Effects of insulin-like growth factor I on the renal juxtamedullary microvasculature

To characterize the effects on the rat renal preglomerular microvasculature of insulin-like growth factor I (IGF-I), experiments were performed using the in vitro blood-perfused juxtamedullary nephron preparation. IGF-I induced a reversible vasodilation of pre-but not postglomerular microvessels in a dose-dependent manner (10^-9-10^-7 M).
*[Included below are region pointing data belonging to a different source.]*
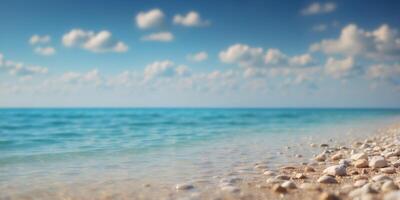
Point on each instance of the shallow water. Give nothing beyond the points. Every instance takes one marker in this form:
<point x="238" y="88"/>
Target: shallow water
<point x="48" y="149"/>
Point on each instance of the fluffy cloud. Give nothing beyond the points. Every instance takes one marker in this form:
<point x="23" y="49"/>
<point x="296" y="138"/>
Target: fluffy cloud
<point x="386" y="73"/>
<point x="380" y="44"/>
<point x="341" y="68"/>
<point x="164" y="68"/>
<point x="37" y="39"/>
<point x="247" y="56"/>
<point x="150" y="19"/>
<point x="319" y="8"/>
<point x="45" y="51"/>
<point x="160" y="37"/>
<point x="92" y="41"/>
<point x="19" y="68"/>
<point x="191" y="19"/>
<point x="198" y="57"/>
<point x="92" y="76"/>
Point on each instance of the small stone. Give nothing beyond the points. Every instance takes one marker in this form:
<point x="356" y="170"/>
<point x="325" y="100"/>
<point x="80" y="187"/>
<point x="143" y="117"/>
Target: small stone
<point x="396" y="164"/>
<point x="381" y="177"/>
<point x="289" y="185"/>
<point x="269" y="173"/>
<point x="279" y="189"/>
<point x="328" y="196"/>
<point x="327" y="179"/>
<point x="345" y="162"/>
<point x="230" y="189"/>
<point x="184" y="186"/>
<point x="392" y="196"/>
<point x="378" y="162"/>
<point x="388" y="170"/>
<point x="388" y="186"/>
<point x="300" y="176"/>
<point x="309" y="186"/>
<point x="321" y="157"/>
<point x="282" y="177"/>
<point x="287" y="168"/>
<point x="362" y="163"/>
<point x="309" y="169"/>
<point x="359" y="156"/>
<point x="360" y="183"/>
<point x="337" y="156"/>
<point x="324" y="145"/>
<point x="336" y="170"/>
The IGF-I-induced vasodilation was similar in all preglomerular vascular segments: interlobular artery, 11.5 ± 1.2% of control (n = 16); mid-afferent arterioles, 11.6 ± 1.7% (n = 24); and juxtaglomerular afferent segments, 16.1 ± 2.8% (n = 19). Renal autoregulatory capacity was not reduced by IGF- I. Pretreatment with the nitric oxide (NO) synthase inhibitor N(G)-nitro-L- arginine methyl ester (10^-4 M) completely inhibited the vasodilatory response to IGF-I. IGF-I induced a rapid increase of NO concentration in intact renal microvessels, monitored by a NO-selective voltametric microelectrode. Pretreatment with the cyclooxygenase inhibitor indomethacin (10^-5 M) not only abrogated the IGF-I-induced dilation, but, moreover, IGF- I elicited a small but significant (~10%) vasoconstriction in all preglomerular vessels. These results indicate that the renal vascular effects of IGF-I involve activation of two endogenous vasodilators (NO and vasodilatory prostaglandins). In addition, IGF-I may also release an undefined vasoconstrictor.